Namazda Salat
Etmek
قَالَ عبد الْحق الأشبيلي
رَحِمَهُ اللَّهِ فِي الْأَحْكَام الشَّرْعِيَّة الْكُبْرَى قَالَ
الدَّارَقُطْنِيّ حَدَّثَنَا أَبُو بَكْرٍ النَّيْسَابُورِي حَدَّثَنَا أَبُو الْأَزْهَرِ
أَحْمَدُ بْنُ الْأَزْهَرِ حَدَّثَنَا يَعْقُوبُ بْنُ إِبْرَاهِيمَ بْنِ سَعْدٍ حَدَّثَنَا
أبي عَن ابْن إِسْحَاقَ قَالَ وَحَدَّثَنِي فِي الصَّلَاة عَلَى رَسُول اللَّهِ صَلَّى
اللهُ عَلَيْهِ وَسَلَّمَ إِذَا الْمَرْءُ الْمُسْلِمُ صَلَّى عَلَيْهِ فِي صَلَاتِهِ
مُحَمَّدُ بْنُ إِبْرَاهِيمَ بن الْحَارِث التَّيْمِيّ عَنْ مُحَمَّدِ بْنِ عَبْدِ
اللهِ بْنِ زَيْدِ بْنِ عَبْدِ رَبِّهِ الْأنْصَارِيّ أخي بلحارث بن الْخَزْرَج عَنْ
أَبِي مَسْعُودٍ عُقْبَةَ بْنِ عَمْرٍو الْأنْصَارِيّ قَالَ أَقْبَلَ رَجُلٌ حَتَّى
جَلَسَ بَيْنَ يَدَيْ رَسُولِ اللهِ صَلَّى اللهُ عَلَيْهِ وَسَلَّمَ وَنَحْنُ عِنْدَهُ
فَقَالَ يَا رَسُولَ اللهِ أَمَّا السَّلَامُ عَلَيْكَ فَقَدْ عَرَفْنَاهُ فَكَيْفَ
نُصَلِّي عَلَيْكَ إِذَا نَحْنُ صَلَّيْنَا عَلَيْكَ فِي صَلَاتِنَا صَلَّى الله عَلَيْكَ؟
قَالَ فَصَمَتَ رَسُولُ اللهِ صَلَّى اللهُ عَلَيْهِ وَسَلَّمَ حَتَّى أَحْبَبْنَا
أَنَّ الرَّجُلَ لَمْ يَسْأَلْهُ ثُمَّ قَالَ إِذَا أَنْتُمْ صَلَّيْتُمْ عَلَيَّ فَقُولُوا
اللهُمَّ صَلِّ عَلَى مُحَمَّدٍ النَّبِيِّ الْأُمِّيِّ وَعَلَى آلِ مُحَمَّدٍ كَمَا
صَلَّيْتَ عَلَى إِبْرَاهِيمَ وَعَلَى آلِ إِبْرَاهِيمَ وَبَارِكْ عَلَى مُحَمَّدٍ
النَّبِيِّ الْأُمِّيِّ وَعَلَى آلِ مُحَمَّدٍ كَمَا بَارَكْتَ عَلَى إِبْرَاهِيمَ
وَعَلَى آلِ إِبْرَاهِيمَ إِنَّكَ حَمِيدٌ مَجِيدٌ
İbrahim
b. Sa’d rahimehullah’tan: “İbn İshak rahimehullah bana namazda müslüman kişinin
Rasûlullah sallallahu aleyhi ve sellem’e salat etmesini Muhammed b. İbrahim b.
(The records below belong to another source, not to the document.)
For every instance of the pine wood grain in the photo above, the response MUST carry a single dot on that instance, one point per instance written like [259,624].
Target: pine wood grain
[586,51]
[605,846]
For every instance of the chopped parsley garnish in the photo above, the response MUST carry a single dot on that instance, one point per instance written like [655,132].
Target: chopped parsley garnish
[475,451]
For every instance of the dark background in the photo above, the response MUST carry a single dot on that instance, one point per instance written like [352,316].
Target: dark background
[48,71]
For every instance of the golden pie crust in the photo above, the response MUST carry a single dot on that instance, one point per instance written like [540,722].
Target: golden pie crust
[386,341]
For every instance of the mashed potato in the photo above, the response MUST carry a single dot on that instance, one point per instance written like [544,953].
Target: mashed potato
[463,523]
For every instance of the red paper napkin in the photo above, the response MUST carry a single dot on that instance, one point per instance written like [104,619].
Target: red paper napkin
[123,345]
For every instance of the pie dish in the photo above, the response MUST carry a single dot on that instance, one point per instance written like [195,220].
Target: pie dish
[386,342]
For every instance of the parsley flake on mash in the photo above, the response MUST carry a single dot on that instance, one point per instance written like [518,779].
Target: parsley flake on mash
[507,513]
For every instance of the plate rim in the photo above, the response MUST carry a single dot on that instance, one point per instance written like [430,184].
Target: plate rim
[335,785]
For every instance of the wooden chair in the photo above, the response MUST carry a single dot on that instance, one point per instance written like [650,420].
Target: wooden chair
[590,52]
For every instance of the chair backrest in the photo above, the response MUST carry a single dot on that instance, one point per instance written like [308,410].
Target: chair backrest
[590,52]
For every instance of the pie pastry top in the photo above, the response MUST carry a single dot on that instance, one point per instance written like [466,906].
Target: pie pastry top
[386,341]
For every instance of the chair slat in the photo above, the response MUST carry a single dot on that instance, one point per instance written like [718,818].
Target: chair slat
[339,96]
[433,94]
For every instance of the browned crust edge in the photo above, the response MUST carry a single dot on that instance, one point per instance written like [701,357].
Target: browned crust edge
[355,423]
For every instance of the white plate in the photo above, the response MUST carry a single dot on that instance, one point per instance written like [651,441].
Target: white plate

el-Haris et-Teymî’den, o Muhammed b. Abdillah b. Zeyd b. Abdirabbih el-Ensarî’den,
o da Ebu Mes’ud Ukbe b. Amr el-Ensarî radiyallahu anh’den rivayet etti. Ebu Mes’ud
Ukbe b. Amr radiyallahu anh dedi ki:
“Bir
adam geldi, Rasûlullah sallallahu aleyhi ve sellem’in önünde oturdu. Biz de Rasûlullah
sallallahu aleyhi ve sellem’in yanındaydık. Dedi ki:
“Ey
Allah’ın rasulü! Sana selamı öğrendik. Peki, namazımızda sana salat ettiğimiz
zaman sana nasıl salat edeceğiz? Allah sana salat etsin.” Rasûlullah sallallahu
aleyhi ve sellem sustu. Öyle ki adamın Rasûlullah sallallahu aleyhi ve sellem’e
bunu hiç sormamış olmasını istedik. Sonra Rasûlullah sallallahu aleyhi ve
sellem şöyle buyurdu:
“Bana
salat ettiğiniz zaman şöyle söyleyin: “Allah’ım! İbrahim’e ve İbrahim’in
ailesine salat ettiğin gibi ümmî nebî Muhammed’e ve Muhammed’in ailesine salat
et. İbrahim’e ve İbrahim’in ailesine bereketler verdiğin gibi ümmî nebi
Muhammed’e ve Muhammed’in ailesine de bereketler ver. Muhakkaki sen Hamîd’sin,
Mecîd’sin.”
Tahrici: Abdulhak el-İşbilî el-Ahkamu’l-Kubra’da (2/276) Darekutni’den
(1/354) naklen, İbn Huzeyme Sahih’inde (711) Ahmed Musned’de (4/119) Hâkim
el-Mustedrek’te (1/401) Ebu Ahmed el-Hâkim Şiaru Ashabi’l-Hadis’te (s.104) Taberî
Tehzibu’l-Asar’da (343) ve Beyhakî Sunenu’l-Kubra’da (2/147) rivayet etmişlerdir.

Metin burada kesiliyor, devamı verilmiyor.